KÜNSTLERINNEN IM DIALOG 4
Der deutsch-lettische Maler Johann Walter-Kurau, der ab 1906 in Dresden und von 1917 bis 1932 in Berlin eine Malschule geführt hat, war bei den Malerinnen besonders beliebt, weil er sie auf dem schwierigen Weg der Professionalisierung unterstützt hat. Noch waren sie auf den teuren, privaten Kunstunterricht angewiesen, weil der Zugang zu den Kunst-Akademien für Frauen in Deutschland bis zur Gründung der Weimarer Republik 1919 verschlossen war. Die Studenten konnten an Wettbewerben teilnehmen, Stipendien beantragen, Studienaufenthalte im Ausland wahrnehmen und sich um Auszeichnungen bewerben. Diese Chancen hatten die Studentinnen der privaten Malschulen nicht. Sie waren auf finanzielle Unterstützung der Eltern, auf Erbschaften oder auf Nebentätigkeiten wie das erniedrigende Modellstehen angewiesen.

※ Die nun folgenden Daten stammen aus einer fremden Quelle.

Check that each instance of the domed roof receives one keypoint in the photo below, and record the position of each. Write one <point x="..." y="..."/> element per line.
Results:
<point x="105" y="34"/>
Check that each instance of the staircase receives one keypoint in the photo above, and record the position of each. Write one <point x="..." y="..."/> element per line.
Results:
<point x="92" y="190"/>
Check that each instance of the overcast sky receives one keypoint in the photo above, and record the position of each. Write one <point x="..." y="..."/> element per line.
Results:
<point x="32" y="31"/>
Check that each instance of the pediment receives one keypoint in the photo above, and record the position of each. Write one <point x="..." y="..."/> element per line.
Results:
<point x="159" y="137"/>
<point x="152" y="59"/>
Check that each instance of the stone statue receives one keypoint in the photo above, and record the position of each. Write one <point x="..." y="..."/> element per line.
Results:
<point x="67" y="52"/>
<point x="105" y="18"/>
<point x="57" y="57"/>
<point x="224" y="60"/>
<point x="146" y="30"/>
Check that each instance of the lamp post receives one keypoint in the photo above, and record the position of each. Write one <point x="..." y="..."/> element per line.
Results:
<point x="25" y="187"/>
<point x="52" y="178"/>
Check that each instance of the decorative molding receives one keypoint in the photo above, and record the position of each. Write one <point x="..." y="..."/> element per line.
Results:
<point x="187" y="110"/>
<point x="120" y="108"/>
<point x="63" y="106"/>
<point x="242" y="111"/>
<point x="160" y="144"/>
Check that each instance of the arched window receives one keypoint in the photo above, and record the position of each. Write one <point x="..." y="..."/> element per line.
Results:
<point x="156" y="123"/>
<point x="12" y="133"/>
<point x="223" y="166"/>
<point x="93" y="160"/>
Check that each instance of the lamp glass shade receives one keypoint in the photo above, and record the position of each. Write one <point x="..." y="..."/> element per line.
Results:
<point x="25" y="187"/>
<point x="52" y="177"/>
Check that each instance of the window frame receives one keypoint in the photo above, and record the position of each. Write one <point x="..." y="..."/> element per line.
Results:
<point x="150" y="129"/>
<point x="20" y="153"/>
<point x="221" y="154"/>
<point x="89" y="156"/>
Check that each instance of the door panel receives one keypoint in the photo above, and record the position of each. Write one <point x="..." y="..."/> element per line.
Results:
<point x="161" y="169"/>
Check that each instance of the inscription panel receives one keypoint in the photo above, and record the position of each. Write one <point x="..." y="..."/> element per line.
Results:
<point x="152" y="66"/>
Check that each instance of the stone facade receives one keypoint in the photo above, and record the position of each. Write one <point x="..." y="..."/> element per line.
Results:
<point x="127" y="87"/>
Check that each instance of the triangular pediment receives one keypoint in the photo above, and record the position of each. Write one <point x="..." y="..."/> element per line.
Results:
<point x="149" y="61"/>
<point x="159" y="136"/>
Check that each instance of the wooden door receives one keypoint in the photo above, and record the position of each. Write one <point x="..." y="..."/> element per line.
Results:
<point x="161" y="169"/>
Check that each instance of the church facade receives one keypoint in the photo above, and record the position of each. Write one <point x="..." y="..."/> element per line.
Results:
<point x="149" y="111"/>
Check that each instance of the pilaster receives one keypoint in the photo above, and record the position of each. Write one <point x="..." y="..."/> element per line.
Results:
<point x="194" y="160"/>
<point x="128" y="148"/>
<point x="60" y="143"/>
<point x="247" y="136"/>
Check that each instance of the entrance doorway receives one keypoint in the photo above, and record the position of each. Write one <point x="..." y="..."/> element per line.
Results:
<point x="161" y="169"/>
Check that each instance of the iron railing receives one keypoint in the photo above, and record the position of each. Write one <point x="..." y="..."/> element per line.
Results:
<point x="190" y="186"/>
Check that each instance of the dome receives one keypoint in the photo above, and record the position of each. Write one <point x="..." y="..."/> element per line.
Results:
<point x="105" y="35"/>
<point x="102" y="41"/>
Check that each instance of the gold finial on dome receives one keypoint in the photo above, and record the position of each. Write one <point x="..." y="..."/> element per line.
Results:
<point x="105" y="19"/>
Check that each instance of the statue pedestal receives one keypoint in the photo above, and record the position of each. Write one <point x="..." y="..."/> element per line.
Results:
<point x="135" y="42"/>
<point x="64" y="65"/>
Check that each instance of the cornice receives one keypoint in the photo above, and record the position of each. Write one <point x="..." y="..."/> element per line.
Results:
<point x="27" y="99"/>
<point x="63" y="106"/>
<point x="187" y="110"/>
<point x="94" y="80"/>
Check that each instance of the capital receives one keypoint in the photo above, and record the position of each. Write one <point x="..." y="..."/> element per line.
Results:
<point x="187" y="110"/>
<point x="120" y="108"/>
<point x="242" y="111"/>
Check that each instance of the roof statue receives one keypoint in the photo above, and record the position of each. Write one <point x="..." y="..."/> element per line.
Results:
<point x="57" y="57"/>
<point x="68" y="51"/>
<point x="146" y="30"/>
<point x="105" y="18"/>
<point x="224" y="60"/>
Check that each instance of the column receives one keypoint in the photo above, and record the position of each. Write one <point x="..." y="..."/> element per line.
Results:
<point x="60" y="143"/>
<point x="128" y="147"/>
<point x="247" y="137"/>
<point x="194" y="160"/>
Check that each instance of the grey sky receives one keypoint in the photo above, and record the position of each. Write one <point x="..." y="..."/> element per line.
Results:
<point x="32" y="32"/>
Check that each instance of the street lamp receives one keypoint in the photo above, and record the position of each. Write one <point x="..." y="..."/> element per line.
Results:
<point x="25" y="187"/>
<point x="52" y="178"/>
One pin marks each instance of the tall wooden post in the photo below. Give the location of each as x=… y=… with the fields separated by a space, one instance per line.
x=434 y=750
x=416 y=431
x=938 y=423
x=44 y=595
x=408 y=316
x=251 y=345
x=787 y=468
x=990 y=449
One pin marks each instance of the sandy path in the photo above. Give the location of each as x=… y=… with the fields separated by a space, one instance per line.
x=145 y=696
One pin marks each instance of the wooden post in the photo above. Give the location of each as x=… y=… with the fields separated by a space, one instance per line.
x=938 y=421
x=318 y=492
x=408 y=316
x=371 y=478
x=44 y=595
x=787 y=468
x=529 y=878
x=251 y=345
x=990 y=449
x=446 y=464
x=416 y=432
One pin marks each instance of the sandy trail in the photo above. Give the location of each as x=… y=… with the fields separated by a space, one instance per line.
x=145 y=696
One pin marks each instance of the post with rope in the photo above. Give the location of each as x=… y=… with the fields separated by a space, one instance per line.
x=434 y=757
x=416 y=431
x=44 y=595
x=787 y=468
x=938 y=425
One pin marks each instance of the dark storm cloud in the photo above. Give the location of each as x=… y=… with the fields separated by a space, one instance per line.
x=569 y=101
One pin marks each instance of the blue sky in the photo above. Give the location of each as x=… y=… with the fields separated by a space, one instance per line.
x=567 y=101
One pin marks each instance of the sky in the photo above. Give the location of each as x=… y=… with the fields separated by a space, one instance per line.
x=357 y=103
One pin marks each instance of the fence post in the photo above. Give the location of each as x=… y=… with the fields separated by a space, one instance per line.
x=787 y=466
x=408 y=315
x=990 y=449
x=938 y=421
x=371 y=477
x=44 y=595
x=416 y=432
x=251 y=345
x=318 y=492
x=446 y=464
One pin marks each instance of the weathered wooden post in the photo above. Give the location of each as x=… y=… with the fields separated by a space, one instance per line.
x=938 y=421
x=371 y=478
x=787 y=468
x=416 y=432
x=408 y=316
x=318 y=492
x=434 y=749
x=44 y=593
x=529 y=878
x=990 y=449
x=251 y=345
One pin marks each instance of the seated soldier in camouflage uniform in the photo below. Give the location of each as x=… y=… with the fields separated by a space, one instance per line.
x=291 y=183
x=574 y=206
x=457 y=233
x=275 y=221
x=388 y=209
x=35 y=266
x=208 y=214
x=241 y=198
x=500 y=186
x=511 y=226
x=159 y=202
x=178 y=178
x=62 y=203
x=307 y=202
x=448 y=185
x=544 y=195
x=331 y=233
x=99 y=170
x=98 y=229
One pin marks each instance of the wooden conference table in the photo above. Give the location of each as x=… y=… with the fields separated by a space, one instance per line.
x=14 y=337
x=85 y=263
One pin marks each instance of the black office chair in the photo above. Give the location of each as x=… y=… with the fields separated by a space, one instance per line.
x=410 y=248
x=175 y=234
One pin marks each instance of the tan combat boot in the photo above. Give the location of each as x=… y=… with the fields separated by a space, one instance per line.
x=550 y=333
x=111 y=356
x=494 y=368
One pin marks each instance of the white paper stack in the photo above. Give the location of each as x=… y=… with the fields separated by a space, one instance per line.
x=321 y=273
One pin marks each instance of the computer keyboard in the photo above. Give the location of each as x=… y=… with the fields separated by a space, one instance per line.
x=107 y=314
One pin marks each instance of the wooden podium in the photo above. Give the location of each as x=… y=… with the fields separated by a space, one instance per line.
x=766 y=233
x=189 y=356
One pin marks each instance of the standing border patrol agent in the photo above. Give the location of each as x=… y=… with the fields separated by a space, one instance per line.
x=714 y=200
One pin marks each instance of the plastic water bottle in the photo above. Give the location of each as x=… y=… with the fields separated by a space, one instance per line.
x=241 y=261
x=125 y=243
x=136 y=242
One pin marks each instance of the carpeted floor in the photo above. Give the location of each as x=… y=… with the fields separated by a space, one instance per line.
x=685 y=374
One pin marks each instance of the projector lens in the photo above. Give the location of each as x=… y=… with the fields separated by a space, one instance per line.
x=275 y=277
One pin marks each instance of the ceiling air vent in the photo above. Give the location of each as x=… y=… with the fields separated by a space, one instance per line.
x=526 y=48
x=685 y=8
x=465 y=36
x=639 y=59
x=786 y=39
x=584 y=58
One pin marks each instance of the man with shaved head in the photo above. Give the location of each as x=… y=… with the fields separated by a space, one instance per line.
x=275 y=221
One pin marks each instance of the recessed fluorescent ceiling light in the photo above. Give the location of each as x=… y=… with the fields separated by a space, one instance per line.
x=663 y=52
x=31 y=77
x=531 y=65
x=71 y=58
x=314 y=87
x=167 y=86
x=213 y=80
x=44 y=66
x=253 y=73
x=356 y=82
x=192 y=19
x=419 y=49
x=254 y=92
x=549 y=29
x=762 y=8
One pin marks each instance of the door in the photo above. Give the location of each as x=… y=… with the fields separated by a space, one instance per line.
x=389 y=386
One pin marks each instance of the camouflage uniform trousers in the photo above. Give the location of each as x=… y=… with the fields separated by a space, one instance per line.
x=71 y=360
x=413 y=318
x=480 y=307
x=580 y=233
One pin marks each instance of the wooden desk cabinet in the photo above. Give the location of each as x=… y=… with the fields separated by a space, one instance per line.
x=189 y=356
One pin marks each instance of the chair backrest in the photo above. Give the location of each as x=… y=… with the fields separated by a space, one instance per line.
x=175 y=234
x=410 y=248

Neben Landschaften und Portraits von Else Lohmann (1897-1984), Minna Köhler-Roeber (1883-1957), Ilse Heller-Lazard (1884-1934), Elisabeth von Schulz (1884-1968) und Bettina Encke von Arnim (1895-1971), die alle für eine bestimmte Zeit bei Johann Walter-Kurau in Dresden bzw. in Berlin studiert haben, werden Gemälde von Käthe Loewenthal (1878-1942), Augusta von Zitzewitz (1880-1960), Else Hertzer (1884-1978), Martel Schwichtenberg (1896-1945), Grethe Jürgens (1899-1981) u.a. gezeigt.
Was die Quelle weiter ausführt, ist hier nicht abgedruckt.